Todas las generaciones de los musulmanes posteriores a la de los compañeros, que Al-lah esté complacido con ellos, deben asegurarse de que sus corazones estén claros al referirse a los compañeros del Profeta, sal-lal-lahu ‘alaihi wa sal-lam, y mencionarlos solo de la mejor forma. Uno debe abstenerse de mencionar los defectos de los compañeros y las disputas que ocurrieron entre ellos. El Imam Ash-Shafi’i, que Al-lah lo tenga en Su misericordia, dijo: “Los compañeros del Profeta Muhammad eran más sabios que nosotros, su conocimiento era más profundo y tenían mejor entendimiento. Ellos nos superan en todos los temas”.
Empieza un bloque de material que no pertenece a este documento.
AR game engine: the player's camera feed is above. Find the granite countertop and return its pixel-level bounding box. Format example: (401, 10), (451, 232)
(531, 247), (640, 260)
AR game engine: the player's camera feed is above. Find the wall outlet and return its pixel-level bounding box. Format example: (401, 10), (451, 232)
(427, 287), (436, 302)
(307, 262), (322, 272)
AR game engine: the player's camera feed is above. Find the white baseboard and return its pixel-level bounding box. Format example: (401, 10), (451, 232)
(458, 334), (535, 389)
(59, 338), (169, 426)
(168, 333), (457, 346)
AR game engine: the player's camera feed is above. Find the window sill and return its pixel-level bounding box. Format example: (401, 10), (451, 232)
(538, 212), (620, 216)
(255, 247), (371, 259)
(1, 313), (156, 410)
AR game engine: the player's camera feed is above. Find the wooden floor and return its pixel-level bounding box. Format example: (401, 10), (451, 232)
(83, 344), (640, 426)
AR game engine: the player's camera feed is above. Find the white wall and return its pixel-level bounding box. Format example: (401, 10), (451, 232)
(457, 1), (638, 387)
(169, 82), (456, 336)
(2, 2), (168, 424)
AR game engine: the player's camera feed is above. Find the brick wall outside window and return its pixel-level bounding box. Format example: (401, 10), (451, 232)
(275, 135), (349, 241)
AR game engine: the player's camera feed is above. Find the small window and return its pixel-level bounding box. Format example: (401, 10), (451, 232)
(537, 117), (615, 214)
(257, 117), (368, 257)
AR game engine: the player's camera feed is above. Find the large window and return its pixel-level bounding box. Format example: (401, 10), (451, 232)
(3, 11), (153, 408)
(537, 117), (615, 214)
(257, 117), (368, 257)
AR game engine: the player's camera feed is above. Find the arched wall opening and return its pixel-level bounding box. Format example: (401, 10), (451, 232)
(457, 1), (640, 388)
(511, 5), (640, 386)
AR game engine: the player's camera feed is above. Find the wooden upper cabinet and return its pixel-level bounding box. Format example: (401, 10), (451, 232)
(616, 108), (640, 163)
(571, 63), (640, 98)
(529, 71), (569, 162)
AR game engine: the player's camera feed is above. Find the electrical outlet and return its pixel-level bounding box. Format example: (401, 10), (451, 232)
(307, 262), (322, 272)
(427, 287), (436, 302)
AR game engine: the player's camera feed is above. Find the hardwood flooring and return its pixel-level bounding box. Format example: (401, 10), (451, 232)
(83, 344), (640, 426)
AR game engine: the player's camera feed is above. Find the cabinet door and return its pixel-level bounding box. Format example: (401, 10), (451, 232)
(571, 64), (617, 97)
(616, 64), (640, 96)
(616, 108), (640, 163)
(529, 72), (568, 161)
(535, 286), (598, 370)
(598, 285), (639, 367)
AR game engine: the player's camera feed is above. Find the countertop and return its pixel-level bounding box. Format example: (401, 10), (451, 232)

Ibn Abbas, que Al-lah esté complacido con él, escuchó una vez a un hombre difamando a algunos de los compañeros, de modo que le preguntó: “¿Eres de los Muhayirun?”. El hombre le respondió: “No”. Él le preguntó: “¿Eres uno de los Ansar?”. El hombre le respondió: “No”. Ibn Abbas, que Al-lah esté complacido con él, le dijo entonces “Y no creo siquiera que estés entre aquellos que siguieron su ejemplo en la fe (o en la buena conducta –referencia a Corán 9:100–)”.

Es obligatorio defender a los compañeros del Profeta Muhammad, sal-lal-lahu ‘alaihi wa sal-lam, contra aquellos que los critican, y defenderlos se considera una de las mejores acciones de un creyente. Muchos grandes eruditos han escrito muchos libros sobre los compañeros y sus vidas, como Al Bujari, Al Hafiz ibn Mundah, Ibn Shahin, Ibn Hiban, Abu Nu’am, Abu Musa Al Mudaini, Ya’qub ibn Sufian, At-Tabari en Al Mu’jam Al Kabir, Ibn Abdulbar en Al Isti’ab, Ibn Al Azir en Usad Al Ghabah, Abu ‘Isa At-Tirmidhi en Tasmiyat Ashab An-Nabi, Al Mawardi, etc., entre los cuales el libro más completo fue escrito por Ibn Hayar, que se llama Al Isabah fi Tamyiz As-Sahabah.

El Profeta, sal-lal-lahu ‘alaihi wa sal-lam, dijo en varios momentos durante su misión que no podía garantizar el futuro de su familia ni de cualquiera de sus compañeros, que Al-lah esté complacido con todos ellos, ya que el Paraíso se alcanza solo por la gracia de Al-lah, el Todopoderoso.

Aun así, de vez en cuando mencionó que había tenido una visión o un sueño de uno de sus compañeros en el Paraíso, o de una casa construida para uno de ellos en el Paraíso. En otras ocasiones, le dijo a uno u otro de sus compañeros que se le había prometido el Paraíso. A los compañeros que recibieron estas buenas nuevas se les mantuvo un respeto profundo durante sus vidas, y continúan siendo modelos a seguir por todos los musulmanes hasta la actualidad.

Originally posted 2016-12-07 18:28:20.